Girl in the Park
    When Holly and I were planning our trip to China, the Olympic Park was something I put down as a place I’d like to see if we had time.  The 2008 Summer Olympics were so over the top with Usain Bolt crushing records in the Birds Nest and Michael Phelps doing the same in the crazy Water Cube; it just seemed like something noteworthy to visit.  With all the other amazing things in the Beijing area though, I couldn’t have imagined what a lasting memory the park would create.

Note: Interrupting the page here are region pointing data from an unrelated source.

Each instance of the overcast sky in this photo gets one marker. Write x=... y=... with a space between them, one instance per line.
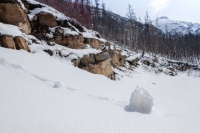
x=183 y=10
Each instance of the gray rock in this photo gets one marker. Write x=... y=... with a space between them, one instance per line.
x=102 y=56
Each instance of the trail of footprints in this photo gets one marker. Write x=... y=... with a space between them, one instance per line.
x=59 y=84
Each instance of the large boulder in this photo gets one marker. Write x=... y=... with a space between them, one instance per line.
x=117 y=58
x=87 y=59
x=70 y=41
x=103 y=68
x=94 y=43
x=21 y=43
x=140 y=101
x=46 y=19
x=7 y=42
x=13 y=14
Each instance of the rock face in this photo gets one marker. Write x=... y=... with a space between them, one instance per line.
x=72 y=41
x=134 y=62
x=7 y=42
x=87 y=59
x=103 y=68
x=101 y=56
x=117 y=58
x=21 y=43
x=97 y=64
x=94 y=43
x=16 y=43
x=146 y=62
x=13 y=14
x=46 y=19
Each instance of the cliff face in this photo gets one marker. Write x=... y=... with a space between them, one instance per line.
x=34 y=27
x=45 y=23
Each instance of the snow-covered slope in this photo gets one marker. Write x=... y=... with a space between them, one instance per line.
x=173 y=26
x=40 y=94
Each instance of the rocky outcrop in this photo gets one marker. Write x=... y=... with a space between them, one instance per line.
x=16 y=43
x=13 y=14
x=71 y=41
x=146 y=62
x=46 y=19
x=21 y=44
x=101 y=56
x=7 y=42
x=133 y=62
x=94 y=43
x=97 y=64
x=117 y=58
x=103 y=68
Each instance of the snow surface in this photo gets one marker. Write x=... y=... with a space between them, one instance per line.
x=140 y=101
x=173 y=26
x=41 y=94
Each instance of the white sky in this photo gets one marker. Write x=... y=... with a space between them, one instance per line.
x=183 y=10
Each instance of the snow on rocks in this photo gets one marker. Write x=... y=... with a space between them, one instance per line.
x=140 y=101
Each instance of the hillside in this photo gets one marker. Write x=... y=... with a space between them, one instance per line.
x=173 y=26
x=57 y=76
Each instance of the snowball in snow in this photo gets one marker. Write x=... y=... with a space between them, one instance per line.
x=140 y=101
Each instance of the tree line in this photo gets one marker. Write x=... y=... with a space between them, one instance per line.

One of the things that both Holly and I appreciated about the Chinese culture were the public gathering places.  In every city there is a park somewhere (or lots of them if it is a bigger city) filled with people doing activities from dancing, to Tai Chi, to badminton with no net… you name it.  There would be music playing and people genuinely enjoying themselves.  The Olympic Park was one of those places.  When Holly and I arrived it was windy and sprinkling… no one seemed to care.  Kids were having a roller blade race in the shadows of the big media tower where all the film crews were setup for the Olympics.  Children and adults alike were flying kites between the Water Cube and the Birds Nest.  Holly and I were celebrities… quite literally.  The Chinese people were very interested in Westerners and wanted to have their picture made with you.

In the middle of it all, there was this little girl.

Cute as she could be, her mother had gotten her one of the long kites you could buy from the various vendors.  She seemed to have no trouble getting it to fly.  As the wind caught the small kites and lifted them skyward, she turned and started following her mother around who immediately started snapping pictures of her and laughing… as did several other passersby, myself included.

Last week I made the comment that I usually don’t care for selective colorization.  To quote my most recent instructor at the University of Tennessee, Colby McLemore, it can be “hokey and very 90s”.  However there are instances where I like it; mostly when it is used to simplify an image.  To quote a commenter on Flickr of this picture, “There is a lot going on in the busy square, yet the girl is the center of attention to the viewer and in her own world!”… which is exactly what I was going for.

For that moment, the world stopped for her.